A year ago, many economists were predicting a recession in the US and the West, which didn’t occur. It appears that they have over-stated the recessionary impact of higher interest rates.
The turn of the new year saw a flurry of headlines in the economics sections of western news media commenting on how the predictions of esteemed economists from a year earlier were wrong. In December 2022-January 2023, the Federal Reserve and other central banks were completing a series of interest rate rises. This policy took interest rates from zero to around 5%, a policy covering most developed economies.
This prompted warnings that bringing inflation down to its target of 2% with steep rises in interest rates from near-zero would likely bring about a recession. Quantitative easing policies were being unwound. Economists noted an inverted yield curve, combined with rising interest rates, indicators which tend to be a precursor to a recession. But other indicators were showing more positive trends, which seem to have been downplayed or overlooked.
The proportion of economists anticipating a recession in one poll, published in the Financial Times in December 2022, was 85%. It was expected that US unemployment would reach 5.5% by the end of 2023. Yet unemployment ended the year at 3.7%, the same rate as 12 months before. Not only did the US avoid recession, but its growth rate reached 3% – relatively high, by historic standards.
This matters for current policy-making, because the avoidance of a recession gives backing to those in central banks who are arguing that interest rates should not be cut soon.
Jay Powell, chairman of the US Federal Reserve, has signalled that interest rates have peaked, but the indications are that a cut is not imminent – policy-makers are looking for clearer signs that inflationary pressures have subsided. In January Christine Lagarde, President of the European Central Bank, indicated that interest rates would not be cut before the summer.
Until recently, many economists were anticipating successive interest rate cuts during 2024, potentially as many as seven, taking rates below the 4% mark.

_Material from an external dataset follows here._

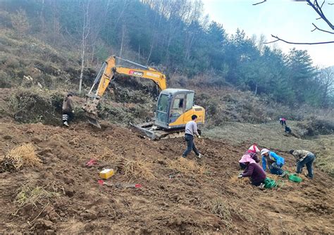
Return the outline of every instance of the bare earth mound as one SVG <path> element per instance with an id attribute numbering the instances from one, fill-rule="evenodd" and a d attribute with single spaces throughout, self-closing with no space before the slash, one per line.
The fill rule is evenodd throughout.
<path id="1" fill-rule="evenodd" d="M 285 179 L 281 188 L 261 191 L 235 178 L 247 146 L 204 139 L 197 143 L 203 159 L 192 155 L 180 161 L 182 139 L 151 141 L 115 125 L 104 125 L 101 131 L 84 123 L 70 129 L 8 122 L 0 127 L 0 155 L 32 143 L 42 163 L 0 174 L 3 232 L 334 231 L 333 183 L 328 174 L 316 168 L 313 180 Z M 292 159 L 278 153 L 293 169 Z M 97 165 L 86 166 L 90 158 Z M 110 184 L 142 186 L 99 185 L 104 167 L 116 171 L 106 180 Z"/>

Now, it would appear that there are likely to be around three, probably in the second half of 2024. This was underlined at the Davos summit on January 17 by Gita Gopinath, first deputy managing director of the IMF, who said central banks should move cautiously.
I think that the IMF and the US and European central banks are correct in their judgement. Inflation has been curbed while a recession has been avoided, so the current policy mix is working. If rates were cut soon, inflation could nudge back upwards, undoing the good work and prompting further rate rises, possibly to a higher level.
Inflation can be caused by supply chain shocks, as well as monetary policy and other factors. This was the case in 2022 when grain prices rose sharply as a result of the Ukraine-Russian conflict affecting export routes in the Black Sea. This pressure has abated but attacks this year on shipping in the Red Sea by Houthi rebels is affecting another important trade route that is adding to the costs of sea freight.
Moreover, the fact that recession has been avoided, with unemployment low and growth high in the world’s largest economy, could itself provide inflationary pressures.
Prior to the succession of interest rate rises in 2022-23, we had a decade of near-zero interest rates. During the period of ultra-low interest rates, there was a considerable allocation of capital into esoteric and risky assets, because returns from bonds and savings accounts were so low. Zombie companies were being kept alive. Higher rates have therefore helped to reallocate investments towards companies with a strong business model and prospects.
Moreover the current level of interest rates is not, by historic standards, high. The argument for more aggressive rate cuts has been that a recession would be too high a price to pay to bring inflation down to its target of 2%. Now inflation is approaching that target without a recession. There may have been some luck involved – for example oil prices staying subdued – nonetheless the terms of debate have to shift.
The author is a Qatari banker, with many years of experience in the banking sector in senior positions.